In fact, the Institute says it's time to move away from front-of-package systems that mostly provide nutrition information on foods or beverages but don’t give clear guidance about their healthfulness, and toward one that "encourages healthier choices through simplicity, visual clarity, and the ability to convey meaning without written information."
What would make it clearer? Maybe some pictures.
The report recommends that the Food and Drug Administration (FDA) develop, test, and implement a single, standard symbol system to appear on all food and beverage products, in place of other systems already in use.
The IOM says a symbol system should show calories in household servings on all products. Foods and beverages should be evaluated using a point system for saturated and trans fats and sodium, and added sugars. The more points a food or beverage has, the healthier it is.
"This system would encourage food and beverage producers to develop healthier fare and consumers to quickly and easily find healthier products when they shop," the Institute said.
This sounds pretty good to healthy food crusader Michael F. Jacobson, who heads the Center for Science in the Public Interest.
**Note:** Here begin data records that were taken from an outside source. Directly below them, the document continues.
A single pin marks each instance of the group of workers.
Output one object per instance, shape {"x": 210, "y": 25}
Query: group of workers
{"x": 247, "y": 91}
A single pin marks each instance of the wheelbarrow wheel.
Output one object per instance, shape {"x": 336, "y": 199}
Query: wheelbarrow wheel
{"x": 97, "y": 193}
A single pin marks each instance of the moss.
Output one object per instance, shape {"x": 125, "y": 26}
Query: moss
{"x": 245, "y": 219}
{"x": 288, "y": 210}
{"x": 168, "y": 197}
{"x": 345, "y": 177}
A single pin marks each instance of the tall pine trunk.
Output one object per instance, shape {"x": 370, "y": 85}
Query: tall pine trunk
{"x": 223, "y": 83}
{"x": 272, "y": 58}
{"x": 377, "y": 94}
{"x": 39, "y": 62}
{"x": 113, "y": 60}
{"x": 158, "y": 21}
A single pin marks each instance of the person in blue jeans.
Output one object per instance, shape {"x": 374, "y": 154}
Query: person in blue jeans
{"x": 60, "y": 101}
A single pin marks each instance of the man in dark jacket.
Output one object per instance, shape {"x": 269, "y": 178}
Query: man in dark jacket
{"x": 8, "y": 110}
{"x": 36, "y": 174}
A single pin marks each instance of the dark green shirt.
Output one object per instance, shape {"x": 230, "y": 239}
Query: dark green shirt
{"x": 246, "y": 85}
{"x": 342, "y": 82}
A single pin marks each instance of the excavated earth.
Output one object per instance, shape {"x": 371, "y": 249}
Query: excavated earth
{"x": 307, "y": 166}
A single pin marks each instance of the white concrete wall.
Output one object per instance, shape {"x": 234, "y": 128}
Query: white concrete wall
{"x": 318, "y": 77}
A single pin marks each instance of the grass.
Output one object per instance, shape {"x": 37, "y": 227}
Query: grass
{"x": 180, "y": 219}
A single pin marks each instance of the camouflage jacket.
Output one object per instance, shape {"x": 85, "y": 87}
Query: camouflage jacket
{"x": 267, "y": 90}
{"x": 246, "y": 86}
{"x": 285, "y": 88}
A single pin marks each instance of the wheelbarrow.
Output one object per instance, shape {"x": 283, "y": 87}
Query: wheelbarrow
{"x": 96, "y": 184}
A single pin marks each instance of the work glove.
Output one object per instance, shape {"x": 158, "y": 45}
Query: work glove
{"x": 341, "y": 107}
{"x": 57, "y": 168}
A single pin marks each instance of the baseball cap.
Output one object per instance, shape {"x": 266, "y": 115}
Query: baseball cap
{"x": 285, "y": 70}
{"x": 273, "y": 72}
He calls it "eminently sensible" but predicts it will be roundly condemned by food manufacturers.
"A simple icon with 3, 2, 1, or zero check marks would give shoppers at-a-glance information about nutritional booby traps lurking inside packaged foods," Jacobson said.
"The IOM’s proposal is far preferable to the voluntary 'Facts Up Front' labeling program that the grocery industry is rushing to market," Jacobson said. "The industry hopes to preempt more consumer-friendly requirements by the FDA. The industry’s complex scheme requires consumers to consider the amounts of calories and four to six nutrients, without any numerical score or useful symbols to convey a food’s nutritional value."
Jacobson said the IOM’s approach still has holes that the FDA would have to address. For instance, he said, it gives no consideration to foods’ vitamin, mineral, fiber, or protein content. Also, white bread, whole wheat bread, broccoli, artificially sweetened soft drinks, and artificially colored and flavored diet Jell-O would all have top scores of 3.
"Still, the FDA should promptly assign a task force to develop a mandatory front-of-package labeling regulation based on the IOM’s advice," Jacobson said.